SALLUSTS "DE CONIURATIONE CATILINAE"
Prooemium
(1) Für alle Menschen, die sich mühen, die
übrigen Lebewesen zu übertreffen, ziemt es sich, mit größter
Kraft danach zu streben, ihr Leben nicht in Stille vorübergehen zu lassen,
wie das Vieh, das die Natur sich geneigt und dem Magen gehorchend gebildet hat.
Aber unsere ganze Kraft liegt im Geist und Körper: den Geist benutzen wir
zum Herrschen, den Körper mehr zum Dienen; das eine ist uns mit den Göttern,
das andere mit den Tieren gemeinsam. Umso richtiger scheint es mir zu sein, den
Ruhm durch die Macht des Geistes als der Körperkräfte zu suchen, und,
da ja das Leben selbst, das wir genießen, kurz ist, die Erinnerung an uns
so lange wie nur möglich zu bewirken; denn der Ruhm des Reichtums und der
Gestalt ist vergänglich und hinfällig, die Leistung wird (aber) für
berühmt und ewig gehalten.
Aber lange Zeit gab es zwischen den Sterblichen einen großen Wettstreit
darüber, ob das Kriegswesen durch Körperschaft oder durch Geistesleistung
mehr vorankäme. Denn bevor du beginnst, ist Überlegung nötig und,
sobald du überlegt hast, eilig eine Tat. So bedarf dadruch, das beides für
sich bedürftig ist, das eine die Unterstützung des anderen.
(2). Also übten zu Beginn die Könige - denn in den Ländern war
dies der erste Ausdruck für Herrschaft - entgegengesetzt ein Teil den Geist,
die anderen den Körper. Auch damals wurde das Leben der Menschen ohne Begierde
gelebt; jedem genügte sein Hab und Gut völlig. Später aber, als
Cyrus in Asien, in Griechenland die Lakedaemonier und Athener begannen, Städte
und Stämme zu unterwerfen, die Lust am Herrschen für einen Kriegsgrund
zu halten, und den größten Ruhm in der größten Macht zu
glauben, da wurde erst in Gefahr und im Handeln herausgefunden, dass im Krieg
der Geist am meisten vermag. Wenn aber die Leistung des Geistes von Königen
und Feldherren Frieden so wie im Krieg vermögen würde, würden die
menschlichen Verhältnisse sich gleichmäßiger und beständiger
aufführen, und du würdest sehen, dass weder das eine vom anderen getragen
wird noch alles sich ändert und durcheinander gerät.
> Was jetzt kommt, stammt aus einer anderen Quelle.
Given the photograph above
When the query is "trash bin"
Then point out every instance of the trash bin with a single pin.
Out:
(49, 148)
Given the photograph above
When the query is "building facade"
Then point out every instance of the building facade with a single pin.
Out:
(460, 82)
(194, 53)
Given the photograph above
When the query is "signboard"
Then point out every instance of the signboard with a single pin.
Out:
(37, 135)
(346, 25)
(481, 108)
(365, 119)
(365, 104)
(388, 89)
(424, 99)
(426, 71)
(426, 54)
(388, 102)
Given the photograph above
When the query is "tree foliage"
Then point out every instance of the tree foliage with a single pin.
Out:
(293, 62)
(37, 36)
Denn die Macht
wird leicht von jenen Künsten zurückgehalten, von denen es anfangs hervorgebracht
wurde; sobald aber die Sehnsüchte anstatt der Arbeit, anstatt Selbstbeherrschung
und Gleichheit Ausgelassenheit und Hochmut eingedrungen sind, ändert sich
das Schicksal gleichzeitig mit den Sitten. So wird die Macht immer von jeweils
dem Besten zum weniger Guten übertragen.
Alles, was die Menschen pflügen, besegeln und erbauen, gehorcht der Leistung.
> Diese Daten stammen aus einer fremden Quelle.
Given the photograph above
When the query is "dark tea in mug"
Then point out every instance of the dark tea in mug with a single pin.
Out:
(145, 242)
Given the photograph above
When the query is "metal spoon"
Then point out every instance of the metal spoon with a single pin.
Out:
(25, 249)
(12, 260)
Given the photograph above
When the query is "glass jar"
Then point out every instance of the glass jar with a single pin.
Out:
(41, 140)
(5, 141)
Aber viele Sterbliche, die dem Magen und dem Schlaf ausgeliefert sind, verbrachten
ihr Leben ungelehrt und ungebildet so wie Fremdlinge; diesen gereichte tatsächlich
der Körper gegen die Natur zur Lust, der Geist zur Last. Deren Leben und
Tod schätze ich für gleich gering ein, da ja über beides geschwiegen
wird. Mir aber scheint derjenige wirklich zu leben und erst seinen Geist zu gebrauchen,
der durch irgendeine Aufgabe angespannt den Ruhm einer vortrefflichen Tat oder
einer guten Eigenschaft sucht.
(3). Aber in der großen Fülle an Möglichkeiten zeigt die Natur
eines jeden einen anderen Weg. Schön ist es, dem Staat Gutes zu tun, auch
ihm Gutes zu sagen, ist nicht sinnlos; man darf entweder im Frieden oder im Krieg
berühmt werden; und viele, die gehandelt, und die, die über die Taten
anderer geschrieben haben, werden gelobt. Doch mir scheint es, obwohl dem Schriftsteller
und dem Urheber der Taten keineswegs gleicher Ruhm folgt, trotzdem besonders schwierig
über die Taten zu schreiben: erstens, weil die Worte den Taten gleichkommen
müssen, zweitens weil die meisten glauben, dass das, was du als Vergehen
getadelt hast, aus Bosheit und Neid gesagt wurde, sobald du aber von großer
Leistung und dem Ruhm der Guten erzählst, nimmt man gleichgültig auf,
was jeder für sich als leicht zu tun glaubt, und darüber hinaus es wie
Erdichtetes für falsch hält.
Aber ich wurde zu Beginn als ganz junger Mann, so wie die meisten, durch den Eifer
zum Staat gebracht, und dort war mir vieles widrig. Denn anstatt Scham, Enthaltsamkeit
und Leistung waren Wagemut, Bestechung und Habgier stark. Obgleich mein Herz,
das mit schlechten Eigenschaften nicht vertraut war, dies ablehnte, wurde dennoch
unter so großen Lastern die schwache Jugend von mir durch Ehrgeiz verdorben
und darin gehalten; und obwohl ich mich von den schlechten Sitten der übrigen
distanzierte, quälte mich dennoch dieselbe Begierde nach Ruhm, wie die übrigen
die üble Nachrede und der Neid.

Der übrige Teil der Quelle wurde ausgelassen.